May be worth reading his post about testing your group head temperature using a polystyrene cup.

Anyway, I'd be interested in taking them off your hands but to be honest the postage costs these days don't make it practical for me.

Cheers!


----------



## Scotty (Mar 21, 2011)

There's a link between the two coffee's we didn't like and we wouldn't have bought both based on the descriptors.

The first was an in my mug from has bean which was big on prunes which we both hate but because it's an in my mug sub you just receive it automatically.

The summer espresso mentions Figs and raisins on the bag but not on the site, Which is another couple of things we both don't like. If this had been on the site i wouldn't have bought this bag. I'm actually tempted to send square mile an email to point this out.

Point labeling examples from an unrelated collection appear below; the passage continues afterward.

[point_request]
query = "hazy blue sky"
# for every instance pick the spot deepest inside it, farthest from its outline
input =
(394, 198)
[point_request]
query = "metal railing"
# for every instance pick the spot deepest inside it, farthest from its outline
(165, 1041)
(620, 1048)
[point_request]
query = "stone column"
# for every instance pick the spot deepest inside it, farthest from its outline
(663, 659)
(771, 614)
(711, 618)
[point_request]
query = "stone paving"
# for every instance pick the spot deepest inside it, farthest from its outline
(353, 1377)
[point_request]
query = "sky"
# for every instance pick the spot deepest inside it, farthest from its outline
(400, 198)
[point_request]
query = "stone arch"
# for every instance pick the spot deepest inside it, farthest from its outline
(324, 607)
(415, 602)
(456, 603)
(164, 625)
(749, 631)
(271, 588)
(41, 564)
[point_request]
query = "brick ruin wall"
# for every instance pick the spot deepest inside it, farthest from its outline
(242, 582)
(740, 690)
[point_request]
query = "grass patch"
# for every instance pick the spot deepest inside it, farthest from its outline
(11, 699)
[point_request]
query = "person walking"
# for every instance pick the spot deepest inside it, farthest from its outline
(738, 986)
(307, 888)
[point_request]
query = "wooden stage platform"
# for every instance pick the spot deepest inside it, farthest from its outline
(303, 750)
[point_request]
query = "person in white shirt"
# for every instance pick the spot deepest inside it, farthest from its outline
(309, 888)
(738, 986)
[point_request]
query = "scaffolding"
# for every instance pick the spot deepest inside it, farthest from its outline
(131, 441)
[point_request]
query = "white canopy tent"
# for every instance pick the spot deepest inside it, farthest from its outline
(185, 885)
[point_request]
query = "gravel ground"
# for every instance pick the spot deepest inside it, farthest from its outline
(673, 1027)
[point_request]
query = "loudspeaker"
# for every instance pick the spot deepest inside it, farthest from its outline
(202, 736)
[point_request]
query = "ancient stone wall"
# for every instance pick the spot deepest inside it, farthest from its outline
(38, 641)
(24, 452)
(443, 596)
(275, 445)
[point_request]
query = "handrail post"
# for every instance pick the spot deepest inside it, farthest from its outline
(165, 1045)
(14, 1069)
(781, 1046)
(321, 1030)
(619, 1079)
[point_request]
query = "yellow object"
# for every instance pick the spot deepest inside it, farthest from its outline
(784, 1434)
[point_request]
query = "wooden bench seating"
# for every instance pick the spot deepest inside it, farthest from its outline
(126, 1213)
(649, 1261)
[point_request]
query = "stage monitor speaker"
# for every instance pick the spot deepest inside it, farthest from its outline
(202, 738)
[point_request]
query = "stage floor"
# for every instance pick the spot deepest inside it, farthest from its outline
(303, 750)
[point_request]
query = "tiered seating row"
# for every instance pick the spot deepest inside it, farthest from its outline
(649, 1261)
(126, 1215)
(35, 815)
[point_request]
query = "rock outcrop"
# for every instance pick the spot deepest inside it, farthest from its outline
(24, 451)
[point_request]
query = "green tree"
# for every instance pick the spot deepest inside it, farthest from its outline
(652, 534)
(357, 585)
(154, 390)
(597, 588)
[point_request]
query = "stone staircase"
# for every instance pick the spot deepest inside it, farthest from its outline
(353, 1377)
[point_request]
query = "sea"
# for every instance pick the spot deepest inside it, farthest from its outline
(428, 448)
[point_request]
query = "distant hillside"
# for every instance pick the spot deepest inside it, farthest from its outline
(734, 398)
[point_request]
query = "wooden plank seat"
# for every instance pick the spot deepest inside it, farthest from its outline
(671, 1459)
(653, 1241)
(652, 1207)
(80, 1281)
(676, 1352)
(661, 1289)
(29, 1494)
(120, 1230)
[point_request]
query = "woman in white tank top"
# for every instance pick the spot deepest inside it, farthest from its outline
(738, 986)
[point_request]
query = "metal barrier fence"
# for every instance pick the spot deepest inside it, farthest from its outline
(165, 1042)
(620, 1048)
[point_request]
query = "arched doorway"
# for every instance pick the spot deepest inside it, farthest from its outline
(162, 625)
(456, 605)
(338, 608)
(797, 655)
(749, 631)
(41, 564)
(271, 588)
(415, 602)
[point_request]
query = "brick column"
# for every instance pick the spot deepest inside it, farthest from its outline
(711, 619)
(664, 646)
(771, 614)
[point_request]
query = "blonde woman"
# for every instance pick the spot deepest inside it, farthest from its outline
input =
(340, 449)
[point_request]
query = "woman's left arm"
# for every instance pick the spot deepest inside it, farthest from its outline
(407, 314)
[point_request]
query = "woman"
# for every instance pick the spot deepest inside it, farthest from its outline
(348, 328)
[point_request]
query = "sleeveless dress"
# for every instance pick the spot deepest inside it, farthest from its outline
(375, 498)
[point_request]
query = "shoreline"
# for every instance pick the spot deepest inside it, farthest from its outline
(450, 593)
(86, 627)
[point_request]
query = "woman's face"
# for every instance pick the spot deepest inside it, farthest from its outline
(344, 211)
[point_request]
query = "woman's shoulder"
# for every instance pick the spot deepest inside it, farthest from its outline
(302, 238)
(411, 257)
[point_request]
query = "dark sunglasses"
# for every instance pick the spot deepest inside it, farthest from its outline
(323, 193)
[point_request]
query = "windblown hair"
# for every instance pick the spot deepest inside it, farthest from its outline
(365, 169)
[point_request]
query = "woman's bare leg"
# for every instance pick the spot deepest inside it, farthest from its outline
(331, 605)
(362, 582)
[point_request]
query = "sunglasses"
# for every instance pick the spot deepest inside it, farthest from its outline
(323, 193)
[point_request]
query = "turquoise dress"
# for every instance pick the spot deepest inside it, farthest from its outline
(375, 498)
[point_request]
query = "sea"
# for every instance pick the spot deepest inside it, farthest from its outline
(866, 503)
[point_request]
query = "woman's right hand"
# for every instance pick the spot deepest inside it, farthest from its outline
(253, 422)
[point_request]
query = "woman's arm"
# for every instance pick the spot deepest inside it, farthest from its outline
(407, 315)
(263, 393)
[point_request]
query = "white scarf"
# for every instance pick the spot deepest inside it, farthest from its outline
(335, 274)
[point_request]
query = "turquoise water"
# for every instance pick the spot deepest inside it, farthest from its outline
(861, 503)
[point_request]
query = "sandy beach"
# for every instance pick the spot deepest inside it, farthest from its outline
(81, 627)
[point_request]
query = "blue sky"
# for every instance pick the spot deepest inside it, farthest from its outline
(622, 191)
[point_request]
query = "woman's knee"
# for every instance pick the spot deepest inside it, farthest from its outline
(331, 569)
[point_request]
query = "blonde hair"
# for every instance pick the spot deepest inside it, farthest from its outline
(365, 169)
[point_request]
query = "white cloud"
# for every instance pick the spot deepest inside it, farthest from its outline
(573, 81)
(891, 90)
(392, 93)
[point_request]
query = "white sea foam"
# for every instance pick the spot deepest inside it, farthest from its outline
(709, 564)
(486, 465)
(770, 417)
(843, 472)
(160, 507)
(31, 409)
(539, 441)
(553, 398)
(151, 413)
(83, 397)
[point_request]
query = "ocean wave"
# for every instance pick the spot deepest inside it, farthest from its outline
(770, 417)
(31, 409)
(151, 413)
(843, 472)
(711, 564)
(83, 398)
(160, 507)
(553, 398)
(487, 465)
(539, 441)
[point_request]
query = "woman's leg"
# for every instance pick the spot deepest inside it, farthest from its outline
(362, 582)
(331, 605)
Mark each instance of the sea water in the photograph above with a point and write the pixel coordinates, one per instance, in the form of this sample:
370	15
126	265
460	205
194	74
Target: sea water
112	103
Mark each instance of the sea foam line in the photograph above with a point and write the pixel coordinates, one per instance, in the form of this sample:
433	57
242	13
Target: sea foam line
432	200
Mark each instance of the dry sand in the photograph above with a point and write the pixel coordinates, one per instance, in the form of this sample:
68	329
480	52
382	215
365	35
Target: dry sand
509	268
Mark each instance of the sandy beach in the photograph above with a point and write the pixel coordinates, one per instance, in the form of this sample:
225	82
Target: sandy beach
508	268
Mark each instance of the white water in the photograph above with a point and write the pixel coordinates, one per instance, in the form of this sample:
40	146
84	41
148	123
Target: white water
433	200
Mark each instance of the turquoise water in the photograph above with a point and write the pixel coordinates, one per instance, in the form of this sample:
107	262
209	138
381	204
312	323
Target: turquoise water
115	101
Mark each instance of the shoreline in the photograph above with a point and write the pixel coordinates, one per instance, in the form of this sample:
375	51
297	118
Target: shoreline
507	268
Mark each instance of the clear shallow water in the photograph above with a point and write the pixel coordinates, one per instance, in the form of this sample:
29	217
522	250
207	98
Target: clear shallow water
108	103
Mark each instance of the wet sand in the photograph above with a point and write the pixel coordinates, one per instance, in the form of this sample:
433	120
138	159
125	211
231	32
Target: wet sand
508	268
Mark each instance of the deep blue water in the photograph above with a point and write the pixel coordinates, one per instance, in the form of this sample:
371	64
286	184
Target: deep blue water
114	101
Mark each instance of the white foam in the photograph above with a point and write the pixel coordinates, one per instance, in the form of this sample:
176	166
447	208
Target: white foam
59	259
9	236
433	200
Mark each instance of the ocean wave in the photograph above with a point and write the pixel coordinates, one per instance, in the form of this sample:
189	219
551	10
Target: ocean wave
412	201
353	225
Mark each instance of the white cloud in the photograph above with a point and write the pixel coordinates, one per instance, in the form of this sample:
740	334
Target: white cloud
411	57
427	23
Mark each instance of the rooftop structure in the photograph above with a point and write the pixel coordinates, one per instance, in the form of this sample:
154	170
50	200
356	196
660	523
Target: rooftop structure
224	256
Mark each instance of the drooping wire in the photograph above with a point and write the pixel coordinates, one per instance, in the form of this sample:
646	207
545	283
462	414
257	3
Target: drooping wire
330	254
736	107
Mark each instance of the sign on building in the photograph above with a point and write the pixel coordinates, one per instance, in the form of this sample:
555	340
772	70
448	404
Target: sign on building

Just enjoying this weeks in my mug, which is superb!


----------



## MikeHag (Mar 13, 2011)

Aah well that explains it








And you've also just helped me realise what kind of fruit trees those are, growing down the bottom of our garden!


----------



## Scotty (Mar 21, 2011)

Mike, PM me your address and i'll get them posted to you. I'd rather pay £2 for someone to enjoy them than bin them.


----------



## MikeHag (Mar 13, 2011)

OK Scotty - thanks. PM me yours too and I'll whizz you some of the Lusty Glaze from Hands On that we've been drinking. Not a fig or prune in sight... at least not as far as I can tell







)


----------